As to Walsh’s argument, leaving aside the irony of the “binary choice” argument, how many potential Biden voters are pulling the lever for a small-government pro-lifer? Even on issues where Amash is outside of Republican orthodoxy, on foreign-policy and national-security issues, he’s far from Biden’s position. But that even assumes that people are paying attention to Amash’s actual message. Walsh seems to assume not, and Amash’s withdrawal is, even from reading his statement, a concession that his message would be buried, and the only thing people care about is “Justin Amash, he’s not Trump or Biden.”

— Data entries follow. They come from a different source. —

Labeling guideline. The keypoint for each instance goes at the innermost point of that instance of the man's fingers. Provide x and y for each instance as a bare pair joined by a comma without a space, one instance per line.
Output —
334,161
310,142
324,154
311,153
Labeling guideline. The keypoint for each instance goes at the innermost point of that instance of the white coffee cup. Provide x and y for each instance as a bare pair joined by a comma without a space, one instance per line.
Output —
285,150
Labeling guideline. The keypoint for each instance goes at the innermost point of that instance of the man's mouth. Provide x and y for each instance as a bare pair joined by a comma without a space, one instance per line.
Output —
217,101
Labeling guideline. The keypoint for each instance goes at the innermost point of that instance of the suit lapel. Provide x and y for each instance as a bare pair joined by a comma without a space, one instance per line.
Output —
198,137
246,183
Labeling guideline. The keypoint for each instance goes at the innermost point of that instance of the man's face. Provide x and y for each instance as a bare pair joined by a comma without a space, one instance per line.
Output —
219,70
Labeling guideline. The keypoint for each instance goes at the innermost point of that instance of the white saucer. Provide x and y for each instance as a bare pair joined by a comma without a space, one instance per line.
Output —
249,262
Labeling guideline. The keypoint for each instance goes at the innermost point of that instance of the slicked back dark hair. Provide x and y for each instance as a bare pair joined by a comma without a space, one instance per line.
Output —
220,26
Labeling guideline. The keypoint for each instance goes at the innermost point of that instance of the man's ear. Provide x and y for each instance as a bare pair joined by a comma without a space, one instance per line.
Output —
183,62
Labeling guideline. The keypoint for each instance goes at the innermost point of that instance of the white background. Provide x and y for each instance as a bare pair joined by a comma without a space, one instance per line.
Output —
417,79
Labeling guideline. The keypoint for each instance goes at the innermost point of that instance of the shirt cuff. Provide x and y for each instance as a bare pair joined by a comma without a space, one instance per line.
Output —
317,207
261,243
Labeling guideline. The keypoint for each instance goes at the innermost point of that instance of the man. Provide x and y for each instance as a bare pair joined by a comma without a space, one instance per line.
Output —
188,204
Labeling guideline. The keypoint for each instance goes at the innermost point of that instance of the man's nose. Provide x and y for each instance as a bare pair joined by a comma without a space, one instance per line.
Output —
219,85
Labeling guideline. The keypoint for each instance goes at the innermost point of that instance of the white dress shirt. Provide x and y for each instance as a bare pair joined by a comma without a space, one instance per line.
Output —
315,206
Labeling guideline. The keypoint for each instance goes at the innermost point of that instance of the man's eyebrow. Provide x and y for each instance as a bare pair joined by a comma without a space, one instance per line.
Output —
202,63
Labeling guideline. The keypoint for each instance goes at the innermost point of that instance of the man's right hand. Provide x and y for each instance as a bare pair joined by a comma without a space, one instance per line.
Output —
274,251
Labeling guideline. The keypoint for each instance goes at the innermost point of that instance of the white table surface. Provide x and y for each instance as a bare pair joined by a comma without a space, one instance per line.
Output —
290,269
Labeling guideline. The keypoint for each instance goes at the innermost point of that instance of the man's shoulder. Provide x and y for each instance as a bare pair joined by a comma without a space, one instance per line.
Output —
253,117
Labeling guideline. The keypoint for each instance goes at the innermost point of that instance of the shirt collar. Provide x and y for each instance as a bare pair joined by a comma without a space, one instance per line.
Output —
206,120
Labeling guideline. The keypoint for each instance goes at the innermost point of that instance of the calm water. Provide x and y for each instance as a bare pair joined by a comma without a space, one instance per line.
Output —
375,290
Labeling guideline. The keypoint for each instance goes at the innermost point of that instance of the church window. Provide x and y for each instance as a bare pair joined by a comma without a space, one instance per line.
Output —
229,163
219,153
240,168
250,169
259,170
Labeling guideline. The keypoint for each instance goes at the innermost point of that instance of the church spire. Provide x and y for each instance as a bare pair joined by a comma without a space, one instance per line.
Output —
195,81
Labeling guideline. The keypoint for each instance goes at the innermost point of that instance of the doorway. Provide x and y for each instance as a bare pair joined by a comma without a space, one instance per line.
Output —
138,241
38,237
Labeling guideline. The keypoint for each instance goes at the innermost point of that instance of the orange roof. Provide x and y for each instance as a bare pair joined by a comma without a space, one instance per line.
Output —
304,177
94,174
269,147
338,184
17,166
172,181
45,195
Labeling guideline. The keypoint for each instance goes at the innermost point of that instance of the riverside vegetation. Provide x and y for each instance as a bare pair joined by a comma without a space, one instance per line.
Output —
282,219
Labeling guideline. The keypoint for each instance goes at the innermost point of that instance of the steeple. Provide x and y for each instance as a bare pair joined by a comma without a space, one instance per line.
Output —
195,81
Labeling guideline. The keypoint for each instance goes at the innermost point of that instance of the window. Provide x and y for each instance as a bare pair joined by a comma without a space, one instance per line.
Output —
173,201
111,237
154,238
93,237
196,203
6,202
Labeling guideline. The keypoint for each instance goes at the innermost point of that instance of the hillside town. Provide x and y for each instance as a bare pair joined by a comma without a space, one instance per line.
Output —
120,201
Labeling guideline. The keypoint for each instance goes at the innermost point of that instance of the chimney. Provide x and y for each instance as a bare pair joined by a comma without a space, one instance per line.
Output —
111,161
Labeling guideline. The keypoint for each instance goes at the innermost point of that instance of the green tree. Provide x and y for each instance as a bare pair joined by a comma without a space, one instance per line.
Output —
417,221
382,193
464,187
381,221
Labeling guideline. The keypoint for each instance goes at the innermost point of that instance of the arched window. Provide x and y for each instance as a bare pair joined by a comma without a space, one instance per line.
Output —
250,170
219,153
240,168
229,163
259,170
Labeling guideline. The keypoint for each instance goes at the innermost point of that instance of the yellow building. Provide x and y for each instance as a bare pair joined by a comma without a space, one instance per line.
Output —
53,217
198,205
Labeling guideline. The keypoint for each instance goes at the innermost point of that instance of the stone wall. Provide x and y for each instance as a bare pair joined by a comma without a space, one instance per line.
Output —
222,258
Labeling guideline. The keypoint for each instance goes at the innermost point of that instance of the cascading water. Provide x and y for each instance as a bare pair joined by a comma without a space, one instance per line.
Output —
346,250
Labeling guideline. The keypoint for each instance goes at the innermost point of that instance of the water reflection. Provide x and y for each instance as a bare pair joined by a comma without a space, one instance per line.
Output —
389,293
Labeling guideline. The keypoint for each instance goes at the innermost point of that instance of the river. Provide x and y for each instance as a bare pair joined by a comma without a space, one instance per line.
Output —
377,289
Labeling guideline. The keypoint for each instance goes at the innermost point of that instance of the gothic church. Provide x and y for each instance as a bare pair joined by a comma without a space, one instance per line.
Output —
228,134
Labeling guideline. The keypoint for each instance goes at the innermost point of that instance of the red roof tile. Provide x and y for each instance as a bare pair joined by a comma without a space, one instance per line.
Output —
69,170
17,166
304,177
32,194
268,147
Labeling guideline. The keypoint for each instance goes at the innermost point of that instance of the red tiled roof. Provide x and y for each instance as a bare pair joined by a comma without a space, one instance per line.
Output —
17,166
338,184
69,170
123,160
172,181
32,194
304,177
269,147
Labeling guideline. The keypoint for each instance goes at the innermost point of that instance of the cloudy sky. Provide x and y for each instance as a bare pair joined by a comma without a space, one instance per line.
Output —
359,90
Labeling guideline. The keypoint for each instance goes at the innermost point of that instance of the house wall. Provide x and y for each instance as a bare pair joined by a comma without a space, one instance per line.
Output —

The last major vote-getter before Gary Johnson who ended up garnering a large-scale vote mainly as a protest was John Anderson, a disaffected liberal Republican who ran in 1980. Anderson’s support was probably disproportionately drawn from people who might have voted, not for his own party’s challenger (Ronald Reagan), but for the incumbent. Either way, though, Reagan beat Jimmy Carter because of how voters reacted to Reagan and Carter, not because Anderson gave a home to people who’d had enough of Carter but weren’t ready for Reagan. If anything, candidates of this nature have a larger impact downticket, by giving people an excuse to show up and vote even when they don’t like the people at the top of the two major tickets.
Amash is an interesting, sometimes infuriating, idiosyncratic politician. But he wasn’t willing to run just as a placeholder. There will be placeholders anyway, and they will not decide the election.